Tango, STATS coded those two plays exactly the same.  Ground ball, in location “M” (just to the left of the second base bag), medium speed.  STATS also codes how easy or hard a play it was (fielder skill level) for each fielder.  The ground out was coded “22”, which means it was a 2 for the fielder and a 2 for the first baseman.  The scale is 1-4, with 1 being the easiest, so a “2” is easy but not the easiest, I guess.  I always like an odd number for “scales” so that it is easy to choose a medium or average designation, but maybe people who are experts at coding things know it is better NOT to have an odd number of choices because that way it is too easy to just call most things “medium” or a “average.” Maybe they want to force the observer to take a stand. I don’t know.  Not my area.

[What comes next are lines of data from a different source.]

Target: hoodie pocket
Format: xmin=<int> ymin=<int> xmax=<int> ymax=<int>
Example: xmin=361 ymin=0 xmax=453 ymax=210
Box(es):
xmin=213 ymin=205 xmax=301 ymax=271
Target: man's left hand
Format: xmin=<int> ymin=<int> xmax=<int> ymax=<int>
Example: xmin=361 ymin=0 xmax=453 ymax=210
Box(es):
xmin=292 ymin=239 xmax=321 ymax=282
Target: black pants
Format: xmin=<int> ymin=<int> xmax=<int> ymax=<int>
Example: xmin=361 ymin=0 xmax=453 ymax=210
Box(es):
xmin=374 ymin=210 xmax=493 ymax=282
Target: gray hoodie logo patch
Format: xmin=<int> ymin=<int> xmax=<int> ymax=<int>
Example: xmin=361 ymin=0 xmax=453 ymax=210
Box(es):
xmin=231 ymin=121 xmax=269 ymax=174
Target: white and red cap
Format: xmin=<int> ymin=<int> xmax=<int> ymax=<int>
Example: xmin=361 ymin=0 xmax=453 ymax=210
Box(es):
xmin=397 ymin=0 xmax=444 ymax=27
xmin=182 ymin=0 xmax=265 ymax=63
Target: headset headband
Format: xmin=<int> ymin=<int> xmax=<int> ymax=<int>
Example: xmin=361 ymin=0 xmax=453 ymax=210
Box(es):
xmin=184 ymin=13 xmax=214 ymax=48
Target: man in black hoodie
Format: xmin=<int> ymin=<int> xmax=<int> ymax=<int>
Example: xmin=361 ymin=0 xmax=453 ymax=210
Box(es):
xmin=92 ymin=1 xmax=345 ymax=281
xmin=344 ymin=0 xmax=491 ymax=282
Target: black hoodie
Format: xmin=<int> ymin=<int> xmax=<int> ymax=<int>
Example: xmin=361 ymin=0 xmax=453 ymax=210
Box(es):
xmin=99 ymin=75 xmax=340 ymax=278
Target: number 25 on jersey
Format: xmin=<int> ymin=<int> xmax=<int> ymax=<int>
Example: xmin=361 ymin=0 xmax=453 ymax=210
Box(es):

Kind of makes me realize that I really should be using the “fielder skill” designation for UZR.  it would have helped with this play and I am sure, as is pointed out this article, that there are plenty of other situations where it would help.  Basically a “fielder skill” can give us some idea of the positioning of the fielder.  OTOH, it depends if we want to include the fielder positioning in his skill set.  If a fielder makes a spectacular play because he is out of position, and hence, STATS would record it as a “4” do we want to give him extra (UZR) credit?  Probably not.  OOTH, if a fielder is “out of position” because of a shift, then his position should be accounted for and most of the PBP metrics will screw that up.  Which reminds me of something else.  On my list of things to do is when compiling the UZR data, to assume a shift when certain batters are at the plate, like Ortiz, Delgado, and Bonds, although I am not exactly sure how to get that information other than from “common knowledge” or from inferring it from the data.  Maybe Jeter gets screwed in UZR (and other metrics) because of all the times he plays on the second base side of the field with Papi at the plate! wink


#17    MGL      (see all posts) 2008/03/04 (Tue) @ 00:45

Of course your WWOY takes cares of shifts, positioning, and everything else!